Como leí en alguna parte, hay días que la vida lo besa a uno en la boca. O al menos eso sentí este lunes, cuando –mientras la tarde moría– mis dedos y mis ojos se paseaban por las más de 300 páginas de un libro delicioso: ‘Palabras Moribundas’. A las letras que se agolpaban ante mí, se sumaron una cantidad de recuerdos de lo que parecían otras vidas, habitadas por palabras que hoy van camino a la extinción.
Editado por Santillana y de autoría de los españoles Pilar Mouton y Alex Grijelmo, ‘Palabras moribundas’ propone un ejercicio interesante, pero más que nada gozoso: rescatar aquellas palabras que alguna vez fueron parte de nuestro léxico y que de alguna manera nos hicieron quienes somos y nos configuraron una manera de mirar/entender el mundo.
Entre las ciento y pico de palabras recogidas por Mouton y Grijelmo, constan ejemplares tan raros como aljofifa (pedazo de paño), cuchipanda (comida que toman juntas y regocijadamente varias personas), trapisonda (bulla o riña con voces y acciones) y tantas otras que aunque están agonizantes o muertas para mí ni siquiera habían existido.
Inevitablemente, mientras leía se asomaban, para interrumpirme, palabras que sí pasaron por mi vida y de las que hace rato ya no sé nada, porque cayeron en desuso o porque los objetos que representaban ya no existen.
Por ejemplo, enagua (esa prenda satinada y bonita ya desaparecida de los cajones de ropa interior); carril o mandil (las escribo y me veo diminuta entrando al aula y esperando a la señorita Yolanda, de primer grado); copete (ese enmarañado impresentable que nos construíamos sobre la frente para estar más bonitas) y destrampe (de la misma época del copete, pero mucho más agradable); o botica (sitio misterioso donde los haya).
También viajé en el tiempo recordando la oscura tienda de mi niñez, cuyo mayor tesoro eran las ‘bebas’ con formas de uva, manzana, pera… (el equivalente a un ‘bon ice’, pero líquido y al clima).
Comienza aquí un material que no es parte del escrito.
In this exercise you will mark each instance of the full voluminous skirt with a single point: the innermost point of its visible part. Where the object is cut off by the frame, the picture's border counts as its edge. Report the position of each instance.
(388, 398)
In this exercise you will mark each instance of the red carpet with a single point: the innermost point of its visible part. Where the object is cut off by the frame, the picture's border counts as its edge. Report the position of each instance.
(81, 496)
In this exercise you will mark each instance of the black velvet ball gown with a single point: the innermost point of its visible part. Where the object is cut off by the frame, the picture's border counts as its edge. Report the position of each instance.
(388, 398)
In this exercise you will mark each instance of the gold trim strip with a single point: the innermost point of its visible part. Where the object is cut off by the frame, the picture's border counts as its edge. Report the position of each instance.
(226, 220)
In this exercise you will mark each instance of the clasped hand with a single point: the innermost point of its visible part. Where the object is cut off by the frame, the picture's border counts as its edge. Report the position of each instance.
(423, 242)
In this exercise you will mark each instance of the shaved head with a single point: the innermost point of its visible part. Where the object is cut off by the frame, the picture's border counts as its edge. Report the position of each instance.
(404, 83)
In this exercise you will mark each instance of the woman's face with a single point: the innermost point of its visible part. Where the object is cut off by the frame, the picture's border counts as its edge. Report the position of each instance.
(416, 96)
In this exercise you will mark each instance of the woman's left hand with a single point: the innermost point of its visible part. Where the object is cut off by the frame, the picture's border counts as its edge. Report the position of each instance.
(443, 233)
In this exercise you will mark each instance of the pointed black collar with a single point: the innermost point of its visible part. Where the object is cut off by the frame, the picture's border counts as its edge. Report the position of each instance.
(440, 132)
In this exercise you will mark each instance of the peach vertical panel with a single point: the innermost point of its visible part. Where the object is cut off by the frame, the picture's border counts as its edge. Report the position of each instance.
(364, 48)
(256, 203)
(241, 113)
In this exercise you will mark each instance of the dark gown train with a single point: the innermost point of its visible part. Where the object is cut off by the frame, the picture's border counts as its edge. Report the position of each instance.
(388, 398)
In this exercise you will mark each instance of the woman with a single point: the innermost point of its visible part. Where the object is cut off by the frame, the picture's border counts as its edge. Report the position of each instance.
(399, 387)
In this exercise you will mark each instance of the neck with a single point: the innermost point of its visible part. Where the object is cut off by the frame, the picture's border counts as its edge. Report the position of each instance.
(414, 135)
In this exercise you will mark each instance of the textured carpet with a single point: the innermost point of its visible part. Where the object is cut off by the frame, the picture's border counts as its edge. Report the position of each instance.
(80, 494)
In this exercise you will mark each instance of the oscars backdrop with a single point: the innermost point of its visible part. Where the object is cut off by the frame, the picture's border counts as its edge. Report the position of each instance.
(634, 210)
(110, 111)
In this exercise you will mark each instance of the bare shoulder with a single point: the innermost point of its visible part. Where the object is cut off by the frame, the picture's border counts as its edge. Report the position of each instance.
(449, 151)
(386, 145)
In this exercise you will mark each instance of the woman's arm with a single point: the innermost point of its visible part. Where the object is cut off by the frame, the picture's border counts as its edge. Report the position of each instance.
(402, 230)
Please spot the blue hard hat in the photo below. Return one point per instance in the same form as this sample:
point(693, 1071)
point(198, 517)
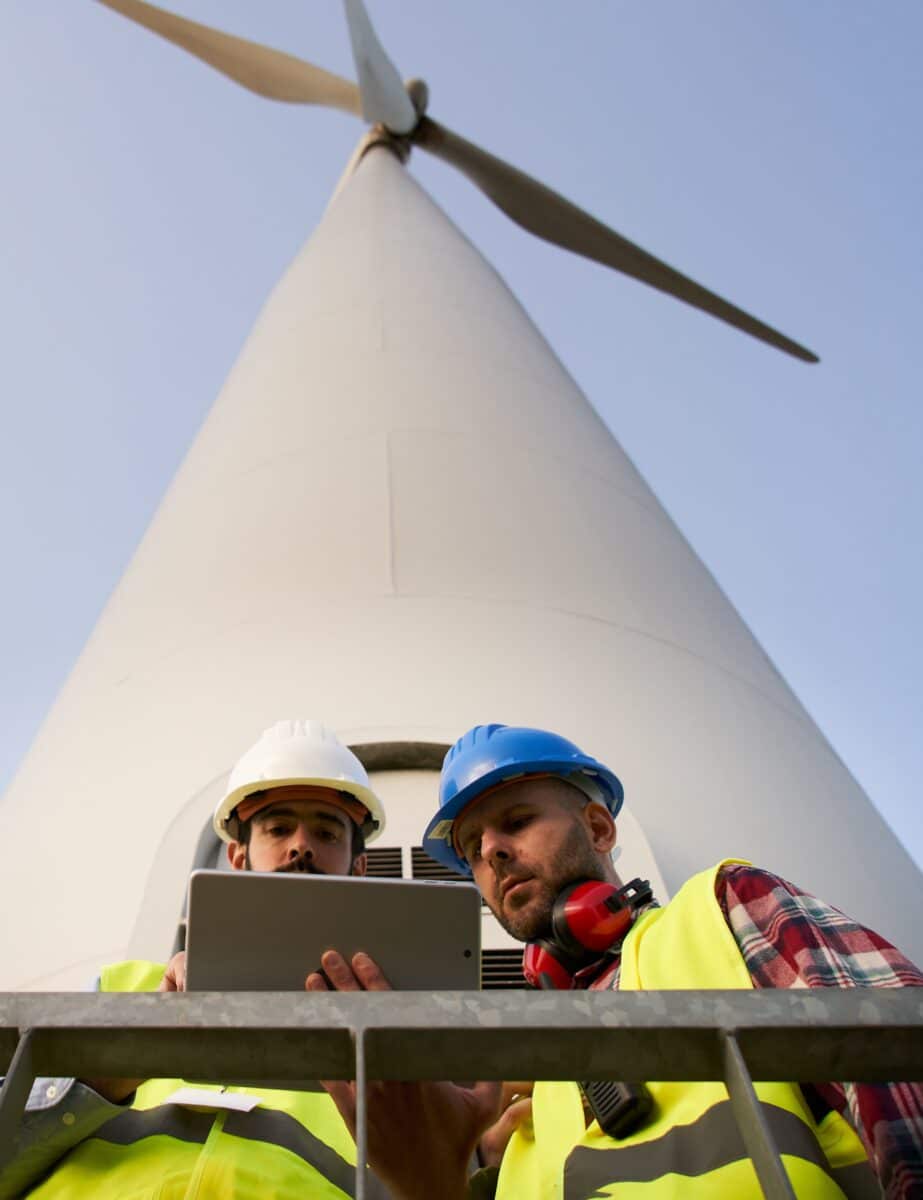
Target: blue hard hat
point(489, 755)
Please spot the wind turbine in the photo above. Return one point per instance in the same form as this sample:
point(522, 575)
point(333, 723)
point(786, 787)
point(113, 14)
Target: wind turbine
point(443, 583)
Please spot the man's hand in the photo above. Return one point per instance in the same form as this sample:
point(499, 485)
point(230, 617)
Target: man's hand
point(421, 1135)
point(174, 977)
point(515, 1111)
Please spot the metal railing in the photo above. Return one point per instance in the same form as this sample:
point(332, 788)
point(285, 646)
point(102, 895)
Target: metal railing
point(801, 1036)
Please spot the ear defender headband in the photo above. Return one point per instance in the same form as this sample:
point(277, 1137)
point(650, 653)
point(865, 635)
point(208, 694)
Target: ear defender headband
point(588, 922)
Y casi escuché a mi abuelita Rosita gritando con su acento guayaquileño: “¡Cuenta te caes!”, para decirme que ‘tenga cuidado’ al asomarme a la azotea.
Se colaron en el acto: elé (¡mira!) y pite (poquito), que escuchaba de mis compañeros de escuela, pero que no eran bienvenidas en mi casa, porque eran “palabras inventadas” y “muy serranas”. Qué será del comibebe de la casa de mi tía Lali, ahora transformado en ensalada de frutas, y sin jugo… De yapa, se me apareció mi mamá, en sus 30, feliz deshaciéndose de todos los ‘cachivaches’ acumulados en la casa.
Queriendo ganarle al sueño, esa noche me dormí haciendo una lista de otros artefactos y palabras desaparecidos como el casete y su respectiva casetera, las aldabas y los disquetes; y en esas estaba, cuando quien duerme a mi lado me sopló: los reverberos y los caballeros, ¿cierto, no?